In Britain, concern that Barclays could face a hefty write-off sent its shares into a tailspin, with trading seizing up last Friday as the stock exchange was overwhelmed with sellers heading for the exit. Royal Bank of Scotland shares have also fallen by about 20% in the past month.
“We’re not out of the woods yet,” as one analyst puts it with some understatement. The US housing market continues to deteriorate and defaults will keep climbing as low initial interest rates on adjustable mortgages expire, while ratings agencies will downgrade hundreds of mortgage-related investments valued at tens of billions of dollars as the malaise worsens, says The Wall Street Journal. Deutsche Bank’s Mike Mayo reckons subprime-related losses could reach $300bn-$400bn worldwide (with Barclays, RBS and HSBC writing off around $5bn each). And with subprime-linked derivatives spread around the world, nobody knows quite where the losses will emerge.

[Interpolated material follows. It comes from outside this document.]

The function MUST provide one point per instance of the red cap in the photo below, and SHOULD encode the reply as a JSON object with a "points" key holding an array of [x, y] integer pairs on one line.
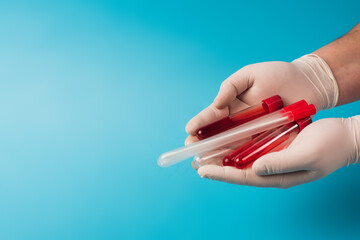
{"points": [[303, 112], [273, 103], [302, 123], [298, 104]]}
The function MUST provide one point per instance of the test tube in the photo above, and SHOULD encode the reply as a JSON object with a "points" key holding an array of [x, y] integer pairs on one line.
{"points": [[274, 141], [228, 160], [216, 156], [264, 123], [266, 106]]}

In addition, concern over the credit squeeze’s impact on the economy has spread. A US index of large technology stocks has posted its worst week in five years after networking equipment giant Cisco highlighted slowing demand for equipment from banks and car firms, raising fears of a corporate spending slowdown.
Business spending was hardly booming when corporate profit growth and household demand were strong, says Paul Kasriel of Northern Trust. So why expect it to keep growing now that they are weakening?
Speaking of which, the 1.6% rise in US underlying retail sales last month was the weakest October result since 1995, while the steep slide in consumer confidence over the past three months, equalled only in the past two recessions, bodes ill, says David Rosenberg of Merrill Lynch.
With overindebted consumers now beset by an oil-price spike as well as a sliding housing market, US GDP may well shrink this quarter, says Capital Economics.
And it “increasingly looks like contagion is beginning to prevail over decoupling”, says Ian Campbell on Breakingviews. In October, a global manufacturing output index revealed the weakest rate of growth in four years, with output sliding in the US and the UK and eurozone readings down sharply.
With Europe and Japan weakening, investors are becoming increasingly concerned about global growth, says Ethan Harris of Lehman Brothers. “There are more countries in the caboose now than the engine.” Recent slides in emerging markets also point to “a palpable sense of deepening gloom over the world’s economic prospects”, as John Authers puts it in the FT.
Against this backdrop, it’s interesting to note that Teun Draaisma of Morgan Stanley, who presciently advised selling in June and buying in mid-August, has changed his tune. He has so far foreseen a major market upswing akin to the tech craze after the LTCM jitters subsided in 1998. But now he’s taking profits. Morgan Stanley no longer wants to bet against the deepening credit crunch causing a US recession, given that overextended consumers are vulnerable to sliding house prices and tightening credit conditions. And “we wouldn’t count on” the rest of the world decoupling from a sharp US slowdown.
The world is still “dangerously dependent on credit-fuelled spending in the US”, says Roger Bootle. But with commodity prices stoking inflation, central banks can’t slash rates to boost economies. “The cavalry isn’t coming to save us from this slowdown.” The years of easy money are over.